In literally dozens of cases, this Court has announced and followed rules to the effect that a case will not be reviewed on a theory different from that on which it was tried below: that an issue not presented in the trial court and properly preserved will not be considered on appeal; and that this Court will not consider abstract questions. I am aware that there are exceptions to these rules and that, for instance, jurisdictional questions may be raised for the first time on appeal. No jurisdictional question is presented in the case now before us, and I know of no other exception to these rules that is applicable here.
The majority opinion shows that this Court’s remarks about the doctrine of strict liability in tort in Marathon Battery Co. v. Kilpatrick, supra, were, in effect, mere dictum, by pointing out that the case was decided under implied warranty principles. ' It is believed that the comment is applicable to the opinion of the majority in this case.

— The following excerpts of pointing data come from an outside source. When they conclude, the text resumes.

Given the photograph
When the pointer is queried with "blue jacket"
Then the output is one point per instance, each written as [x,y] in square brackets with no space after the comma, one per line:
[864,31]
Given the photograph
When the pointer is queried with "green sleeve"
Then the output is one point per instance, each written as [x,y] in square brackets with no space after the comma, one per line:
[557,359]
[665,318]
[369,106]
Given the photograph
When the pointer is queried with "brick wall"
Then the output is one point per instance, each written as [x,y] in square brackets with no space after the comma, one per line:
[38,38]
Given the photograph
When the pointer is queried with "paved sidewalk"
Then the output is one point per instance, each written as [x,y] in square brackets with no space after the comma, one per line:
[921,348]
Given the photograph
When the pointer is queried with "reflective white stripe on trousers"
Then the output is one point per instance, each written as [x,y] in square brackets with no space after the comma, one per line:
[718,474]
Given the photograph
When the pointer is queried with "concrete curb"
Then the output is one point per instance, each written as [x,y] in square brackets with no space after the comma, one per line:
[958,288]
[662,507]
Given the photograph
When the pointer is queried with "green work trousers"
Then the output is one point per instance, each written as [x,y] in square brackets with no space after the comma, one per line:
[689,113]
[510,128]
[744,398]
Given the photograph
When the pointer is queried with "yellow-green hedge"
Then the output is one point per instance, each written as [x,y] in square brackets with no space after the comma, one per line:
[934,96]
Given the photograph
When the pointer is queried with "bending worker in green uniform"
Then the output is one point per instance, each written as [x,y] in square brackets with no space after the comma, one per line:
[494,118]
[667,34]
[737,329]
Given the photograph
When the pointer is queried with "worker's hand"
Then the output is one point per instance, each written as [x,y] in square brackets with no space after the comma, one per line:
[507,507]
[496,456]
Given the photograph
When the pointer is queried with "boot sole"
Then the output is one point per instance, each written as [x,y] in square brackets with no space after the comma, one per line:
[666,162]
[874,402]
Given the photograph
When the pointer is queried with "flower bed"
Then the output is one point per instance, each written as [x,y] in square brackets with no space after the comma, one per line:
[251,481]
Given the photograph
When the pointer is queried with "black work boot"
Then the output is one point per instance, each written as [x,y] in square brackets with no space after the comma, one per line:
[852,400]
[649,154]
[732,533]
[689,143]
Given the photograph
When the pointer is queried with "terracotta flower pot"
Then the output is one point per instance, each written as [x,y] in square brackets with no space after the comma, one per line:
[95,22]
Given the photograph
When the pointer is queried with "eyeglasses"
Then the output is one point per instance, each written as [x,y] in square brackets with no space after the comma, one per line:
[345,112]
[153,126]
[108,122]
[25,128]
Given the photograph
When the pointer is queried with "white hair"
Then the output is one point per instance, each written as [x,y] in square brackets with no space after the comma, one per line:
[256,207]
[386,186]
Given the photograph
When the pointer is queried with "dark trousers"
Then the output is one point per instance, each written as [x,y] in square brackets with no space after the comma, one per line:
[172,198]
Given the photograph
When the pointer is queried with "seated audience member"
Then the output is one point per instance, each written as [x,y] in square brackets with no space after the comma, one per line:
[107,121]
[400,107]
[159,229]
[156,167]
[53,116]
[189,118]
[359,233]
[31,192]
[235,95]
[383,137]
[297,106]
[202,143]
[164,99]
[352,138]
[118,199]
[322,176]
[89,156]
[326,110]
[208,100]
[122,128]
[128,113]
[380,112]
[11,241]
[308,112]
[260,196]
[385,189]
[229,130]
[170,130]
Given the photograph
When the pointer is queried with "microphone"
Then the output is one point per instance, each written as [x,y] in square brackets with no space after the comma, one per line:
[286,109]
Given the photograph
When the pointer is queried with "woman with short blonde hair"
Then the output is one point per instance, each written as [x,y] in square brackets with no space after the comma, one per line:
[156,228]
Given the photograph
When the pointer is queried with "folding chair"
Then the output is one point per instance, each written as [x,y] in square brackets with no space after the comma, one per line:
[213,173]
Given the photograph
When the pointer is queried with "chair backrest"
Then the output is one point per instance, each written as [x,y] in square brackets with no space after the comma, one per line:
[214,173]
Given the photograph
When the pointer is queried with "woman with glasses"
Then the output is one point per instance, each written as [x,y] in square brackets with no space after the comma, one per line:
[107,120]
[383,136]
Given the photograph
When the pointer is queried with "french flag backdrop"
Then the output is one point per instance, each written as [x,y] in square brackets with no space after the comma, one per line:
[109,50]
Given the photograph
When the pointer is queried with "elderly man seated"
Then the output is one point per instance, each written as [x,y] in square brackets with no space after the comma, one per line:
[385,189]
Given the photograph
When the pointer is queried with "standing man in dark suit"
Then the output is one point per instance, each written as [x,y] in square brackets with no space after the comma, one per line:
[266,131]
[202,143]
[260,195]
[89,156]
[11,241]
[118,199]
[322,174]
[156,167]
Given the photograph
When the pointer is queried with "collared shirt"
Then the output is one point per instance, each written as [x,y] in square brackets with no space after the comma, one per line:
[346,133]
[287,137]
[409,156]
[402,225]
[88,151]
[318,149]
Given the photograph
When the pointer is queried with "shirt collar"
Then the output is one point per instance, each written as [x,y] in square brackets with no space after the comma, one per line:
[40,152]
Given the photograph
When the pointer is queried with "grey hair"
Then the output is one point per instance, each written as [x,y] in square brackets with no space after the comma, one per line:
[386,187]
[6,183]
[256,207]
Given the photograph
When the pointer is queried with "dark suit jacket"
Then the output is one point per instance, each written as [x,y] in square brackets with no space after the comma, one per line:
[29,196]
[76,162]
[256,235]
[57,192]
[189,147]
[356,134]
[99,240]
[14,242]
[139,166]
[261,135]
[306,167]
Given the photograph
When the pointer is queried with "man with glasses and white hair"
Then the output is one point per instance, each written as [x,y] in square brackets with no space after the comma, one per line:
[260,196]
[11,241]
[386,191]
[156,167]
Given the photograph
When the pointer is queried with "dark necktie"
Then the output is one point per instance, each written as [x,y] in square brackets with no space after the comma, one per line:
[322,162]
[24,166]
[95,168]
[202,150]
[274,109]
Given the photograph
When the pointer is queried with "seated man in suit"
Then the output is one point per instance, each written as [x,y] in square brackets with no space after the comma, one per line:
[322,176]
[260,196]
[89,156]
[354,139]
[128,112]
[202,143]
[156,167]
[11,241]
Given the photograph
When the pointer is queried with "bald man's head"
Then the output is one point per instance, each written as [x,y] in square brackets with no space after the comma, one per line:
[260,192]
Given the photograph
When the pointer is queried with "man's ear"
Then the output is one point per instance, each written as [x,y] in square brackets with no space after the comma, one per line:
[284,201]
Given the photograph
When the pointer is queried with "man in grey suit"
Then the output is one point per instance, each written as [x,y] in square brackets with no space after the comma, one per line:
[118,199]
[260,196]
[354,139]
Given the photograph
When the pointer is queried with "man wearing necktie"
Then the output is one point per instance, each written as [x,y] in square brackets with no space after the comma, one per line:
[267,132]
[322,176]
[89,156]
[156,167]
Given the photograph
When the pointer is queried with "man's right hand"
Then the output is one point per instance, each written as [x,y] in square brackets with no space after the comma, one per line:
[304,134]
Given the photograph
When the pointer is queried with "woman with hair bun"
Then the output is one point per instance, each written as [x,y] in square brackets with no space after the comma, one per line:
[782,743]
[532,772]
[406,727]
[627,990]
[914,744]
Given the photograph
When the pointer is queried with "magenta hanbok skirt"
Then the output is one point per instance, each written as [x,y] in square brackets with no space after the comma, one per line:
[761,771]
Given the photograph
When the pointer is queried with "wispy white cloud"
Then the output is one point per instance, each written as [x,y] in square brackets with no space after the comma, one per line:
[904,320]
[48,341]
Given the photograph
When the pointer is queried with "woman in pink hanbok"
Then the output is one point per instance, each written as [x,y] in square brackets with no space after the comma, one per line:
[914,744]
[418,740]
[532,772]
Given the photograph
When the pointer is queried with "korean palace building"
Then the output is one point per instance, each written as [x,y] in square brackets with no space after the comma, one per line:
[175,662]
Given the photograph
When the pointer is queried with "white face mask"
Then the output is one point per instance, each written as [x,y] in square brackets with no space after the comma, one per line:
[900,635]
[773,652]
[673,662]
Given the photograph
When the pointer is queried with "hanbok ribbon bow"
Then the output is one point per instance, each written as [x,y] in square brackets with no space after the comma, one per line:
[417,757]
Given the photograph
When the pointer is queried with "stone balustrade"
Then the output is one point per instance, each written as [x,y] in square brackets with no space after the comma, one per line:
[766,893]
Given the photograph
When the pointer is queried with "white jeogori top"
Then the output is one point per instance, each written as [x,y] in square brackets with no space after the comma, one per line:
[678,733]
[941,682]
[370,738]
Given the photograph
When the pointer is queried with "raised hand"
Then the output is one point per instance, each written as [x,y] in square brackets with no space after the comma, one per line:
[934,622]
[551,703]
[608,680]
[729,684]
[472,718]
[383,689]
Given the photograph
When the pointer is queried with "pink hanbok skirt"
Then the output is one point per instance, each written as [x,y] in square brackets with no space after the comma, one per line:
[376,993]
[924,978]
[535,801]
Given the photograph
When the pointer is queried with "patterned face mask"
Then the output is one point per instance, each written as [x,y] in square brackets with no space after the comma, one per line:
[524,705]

In the opinion in this case which was pleaded, tried and briefed on appeal as an implied warranty case, there appears considerable discussion of the doctrine of strict liability in tort, therein called “manufacturers’ products liability”, and in the syllabus there are announced twelve points of law not deemed by this writer to be even indirectly applicable to the issues presented in the trial court or argued on appeal. While in Marathon, the comments about strict liability in the body of the opinion are properly characterized as dictum, in the instant case much of the majority opinion and the syllabus itself appears to me to be dictum.
I have not yet concluded nor have I determined in my mind this Court can properly conclude that a defendant in a case pitched on the remedy herein created or re-named may lawfully be prohibited from asserting the defenses otherwise available to him under applicable common law principles in a given action absent lawful legislation dispensing with such defenses.
In my view, a proper case in which to adopt the doctrine of strict liability in tort would be one in which plaintiff had at least tried to rely upon that doctrine at the trial court level, even if only alternatively, and the parties had furnished briefs pro and con on the subject. In such a situation, no violence would be done to the basic principle of the separation of the powers of government, because of the broad common law principle that when the reason for a rule changes, the rule changes with it. Under that principle and 12 O.S. 1971, § 2, which provides that the common law “ * * * as modified by * * * judicial decisions and the condition and wants of the people * * * shall remain in force in aid of the general Statutes of Oklahoma” this Court could adopt the doctrine of strict liability in tort in a proper case without violating the principle of the separation of the powers of government and without ignoring well settled principles of appellate review.
Except for agreeing with the result (af-firmance of judgment for defendant) I respectfully dissent.